As I looked for a tradition, in the years when I was still seeking, I came across what Luther and Calvin had to say about women, and I didn’t much care for either one of them at the time. Their vaunted intellects and “father of the faith” status were called into question by their callous, unbiblical, and casual dismissal of my cognitive abilities, my spiritual inferiority, and my questionable status as a member of their very species. I eventually learned to look past the flaws–all the things they got wrong–and appreciate the good things their gifts produced. God used these men and others like them to spread the Gospel and correct generations of bad teaching, but they weren’t God; they were just men. So…trust me when I tell you that John Calvin didn’t give you your faith. Martin Luther didn’t give you your faith. God the Holy Spirit gave you your faith. God is the one who took up residence inside of us and turned our bodies into sacred space, and that is what makes us family.
I’ve said all of this because I am exhorting with everything in me that anyone who reads this scribble will consider whether, just maybe, we’ve lifted tradition over true faith. Examine whether you’ve allowed your doctrine to become an idol. Pray about whether your advocacy for doctrinal teaching, which comes from a desire to be obedient to God, went wrong somewhere. Consider whether you’ve lowered rather than lifted. Has your pursuit of correct teaching contributed to division rather than unity? Has it damaged the universal witness of the church by condemning rather than providing hope? Has your zeal for doctrine been allowed to stand between you and true intimacy with our God? If you look under the hood and find that you’ve got some broken parts…please try to repair it. Please try to lead with love.

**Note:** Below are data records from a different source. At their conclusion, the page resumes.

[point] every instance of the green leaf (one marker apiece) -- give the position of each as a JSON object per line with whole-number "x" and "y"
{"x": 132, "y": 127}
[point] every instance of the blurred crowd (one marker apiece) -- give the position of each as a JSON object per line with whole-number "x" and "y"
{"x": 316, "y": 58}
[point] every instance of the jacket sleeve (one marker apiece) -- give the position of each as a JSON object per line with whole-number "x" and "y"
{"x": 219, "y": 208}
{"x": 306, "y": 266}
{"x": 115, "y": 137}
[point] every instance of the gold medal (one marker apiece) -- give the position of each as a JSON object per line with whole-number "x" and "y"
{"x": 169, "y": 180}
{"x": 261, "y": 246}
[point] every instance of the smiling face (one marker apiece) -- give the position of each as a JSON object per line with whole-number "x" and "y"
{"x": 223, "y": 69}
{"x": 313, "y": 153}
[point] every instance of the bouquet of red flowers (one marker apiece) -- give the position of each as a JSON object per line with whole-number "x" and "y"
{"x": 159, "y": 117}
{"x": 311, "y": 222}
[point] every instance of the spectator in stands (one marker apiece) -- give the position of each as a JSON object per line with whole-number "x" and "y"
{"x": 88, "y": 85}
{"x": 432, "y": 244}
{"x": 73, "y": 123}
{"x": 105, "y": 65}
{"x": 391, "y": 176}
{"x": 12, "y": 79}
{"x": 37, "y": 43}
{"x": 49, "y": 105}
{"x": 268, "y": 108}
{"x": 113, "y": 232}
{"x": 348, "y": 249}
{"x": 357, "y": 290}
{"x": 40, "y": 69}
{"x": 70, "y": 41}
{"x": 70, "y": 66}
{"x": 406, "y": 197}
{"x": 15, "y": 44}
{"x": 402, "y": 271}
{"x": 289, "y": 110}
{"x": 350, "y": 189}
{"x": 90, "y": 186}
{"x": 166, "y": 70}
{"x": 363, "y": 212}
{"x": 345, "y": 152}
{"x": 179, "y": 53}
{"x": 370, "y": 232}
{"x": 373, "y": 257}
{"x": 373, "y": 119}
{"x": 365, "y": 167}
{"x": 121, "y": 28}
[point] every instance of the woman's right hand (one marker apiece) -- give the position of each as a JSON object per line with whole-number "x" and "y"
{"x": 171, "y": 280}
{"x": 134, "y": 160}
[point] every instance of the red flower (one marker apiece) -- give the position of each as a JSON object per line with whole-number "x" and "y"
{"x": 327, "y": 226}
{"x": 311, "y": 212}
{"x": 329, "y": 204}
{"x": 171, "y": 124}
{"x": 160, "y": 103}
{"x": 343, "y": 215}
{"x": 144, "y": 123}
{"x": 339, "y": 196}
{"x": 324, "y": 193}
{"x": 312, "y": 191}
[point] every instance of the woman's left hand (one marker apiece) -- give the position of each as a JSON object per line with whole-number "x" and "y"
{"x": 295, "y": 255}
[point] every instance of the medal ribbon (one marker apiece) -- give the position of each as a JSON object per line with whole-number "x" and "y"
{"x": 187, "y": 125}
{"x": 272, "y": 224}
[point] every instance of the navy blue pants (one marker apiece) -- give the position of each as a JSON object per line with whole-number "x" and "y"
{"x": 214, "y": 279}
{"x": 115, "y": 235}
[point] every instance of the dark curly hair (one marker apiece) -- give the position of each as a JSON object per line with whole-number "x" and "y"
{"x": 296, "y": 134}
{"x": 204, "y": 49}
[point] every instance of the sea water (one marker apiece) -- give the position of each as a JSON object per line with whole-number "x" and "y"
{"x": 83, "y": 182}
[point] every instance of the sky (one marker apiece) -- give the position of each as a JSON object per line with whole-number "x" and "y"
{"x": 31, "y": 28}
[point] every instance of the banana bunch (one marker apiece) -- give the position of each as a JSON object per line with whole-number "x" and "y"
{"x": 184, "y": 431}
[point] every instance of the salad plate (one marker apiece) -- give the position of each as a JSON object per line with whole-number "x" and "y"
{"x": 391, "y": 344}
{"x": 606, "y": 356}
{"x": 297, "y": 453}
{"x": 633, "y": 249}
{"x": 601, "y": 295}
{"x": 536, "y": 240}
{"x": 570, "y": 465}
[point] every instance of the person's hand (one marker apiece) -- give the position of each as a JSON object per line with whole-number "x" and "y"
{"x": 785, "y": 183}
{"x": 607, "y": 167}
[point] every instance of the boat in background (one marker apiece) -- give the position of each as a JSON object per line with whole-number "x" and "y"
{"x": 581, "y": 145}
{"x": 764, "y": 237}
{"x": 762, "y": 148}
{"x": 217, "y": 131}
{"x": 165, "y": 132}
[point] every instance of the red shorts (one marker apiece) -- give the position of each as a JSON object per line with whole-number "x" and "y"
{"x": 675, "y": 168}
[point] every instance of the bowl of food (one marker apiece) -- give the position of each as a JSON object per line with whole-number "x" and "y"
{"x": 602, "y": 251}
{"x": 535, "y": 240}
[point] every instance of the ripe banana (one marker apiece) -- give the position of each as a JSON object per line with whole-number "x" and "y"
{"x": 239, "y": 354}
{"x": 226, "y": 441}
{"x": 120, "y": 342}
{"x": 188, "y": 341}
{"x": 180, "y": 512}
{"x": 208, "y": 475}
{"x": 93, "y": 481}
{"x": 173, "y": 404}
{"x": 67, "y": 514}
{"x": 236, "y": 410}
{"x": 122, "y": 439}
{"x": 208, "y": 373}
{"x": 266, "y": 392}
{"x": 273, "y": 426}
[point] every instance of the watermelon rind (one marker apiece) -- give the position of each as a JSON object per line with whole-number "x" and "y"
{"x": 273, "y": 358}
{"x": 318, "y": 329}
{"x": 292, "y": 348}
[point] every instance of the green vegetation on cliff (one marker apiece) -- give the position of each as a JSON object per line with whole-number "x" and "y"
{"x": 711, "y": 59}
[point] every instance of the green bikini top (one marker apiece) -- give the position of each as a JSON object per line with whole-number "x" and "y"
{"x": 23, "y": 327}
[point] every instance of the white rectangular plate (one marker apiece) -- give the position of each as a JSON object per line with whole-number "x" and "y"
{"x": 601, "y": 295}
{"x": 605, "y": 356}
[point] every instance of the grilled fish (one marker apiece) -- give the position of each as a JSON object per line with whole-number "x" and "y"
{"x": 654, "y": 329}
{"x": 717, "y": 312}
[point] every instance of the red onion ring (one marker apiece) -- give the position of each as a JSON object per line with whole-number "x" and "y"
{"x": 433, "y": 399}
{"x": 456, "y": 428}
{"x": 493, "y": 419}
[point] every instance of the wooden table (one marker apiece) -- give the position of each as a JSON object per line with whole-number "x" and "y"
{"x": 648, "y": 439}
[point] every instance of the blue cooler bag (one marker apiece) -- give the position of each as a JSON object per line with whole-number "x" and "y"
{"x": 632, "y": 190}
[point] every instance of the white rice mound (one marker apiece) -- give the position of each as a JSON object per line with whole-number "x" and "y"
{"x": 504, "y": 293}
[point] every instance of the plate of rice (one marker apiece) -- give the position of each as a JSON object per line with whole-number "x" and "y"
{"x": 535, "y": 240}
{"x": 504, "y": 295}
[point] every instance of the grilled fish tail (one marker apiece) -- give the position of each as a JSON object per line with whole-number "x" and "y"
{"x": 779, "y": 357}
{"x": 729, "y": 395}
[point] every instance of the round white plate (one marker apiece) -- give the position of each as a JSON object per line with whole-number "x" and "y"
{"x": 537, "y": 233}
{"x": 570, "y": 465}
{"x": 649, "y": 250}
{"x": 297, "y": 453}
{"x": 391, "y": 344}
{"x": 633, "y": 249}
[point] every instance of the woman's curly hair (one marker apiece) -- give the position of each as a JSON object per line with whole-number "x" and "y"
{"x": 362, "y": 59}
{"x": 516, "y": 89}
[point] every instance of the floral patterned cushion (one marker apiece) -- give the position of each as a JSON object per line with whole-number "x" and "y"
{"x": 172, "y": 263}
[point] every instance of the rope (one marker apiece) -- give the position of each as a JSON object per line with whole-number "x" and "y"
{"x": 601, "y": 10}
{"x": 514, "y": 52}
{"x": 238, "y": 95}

Like Jesus with the woman at the well, look upon the sinners around you and love them. Don’t condemn them; speak life into them. Tell them the truth as you’ve had it revealed to you, but draw them near rather than driving them away. Jesus didn’t threaten that woman with Hell. He didn’t call her names or mock her understanding of theology. He didn’t question her faith for being a Samaritan. He gave her gentleness. He gave her respect. He gave her life. He made that gentile woman the first evangelist for Jesus, and he gave her the honor of being first to hear his true identity. He didn’t choose Gamaliel, a man who understood Scripture deeply and rightly. He chose a Samaritan woman who was wrong about almost everything. She believed in Jesus, and that was enough.
I will get a lot wrong as I write about the Bible and about God and about faith. I know I will, and I try to stay open to correction at all times. There is so much that I don’t know, that I haven’t read, that I still haven’t learned. I’m right about this, though. In the main point of it, I’m pretty sure I’m right.
We are one. Whether we like it or not, we are one. It is high time we remember that and start living like we believe it.
A very wise pastor I once met told me “Theology divides; Christ unites.” At the time I was [silently] skeptical, because I was still pretty willing to try to argue people out of theirs. The older I get, the wiser he seems.
Ain’t that always the way? I find myself FINALLY learning to let go of my grip on self-sufficiency and my reliance on academic answers for everything. The thing I cling to is, “Don’t put God in a box because He won’t fit.”
It’s a shame we’re all so stubborn in youth. Oh, to have wisdom AND an energetic body that hasn’t been worn down. We’d all be Superman.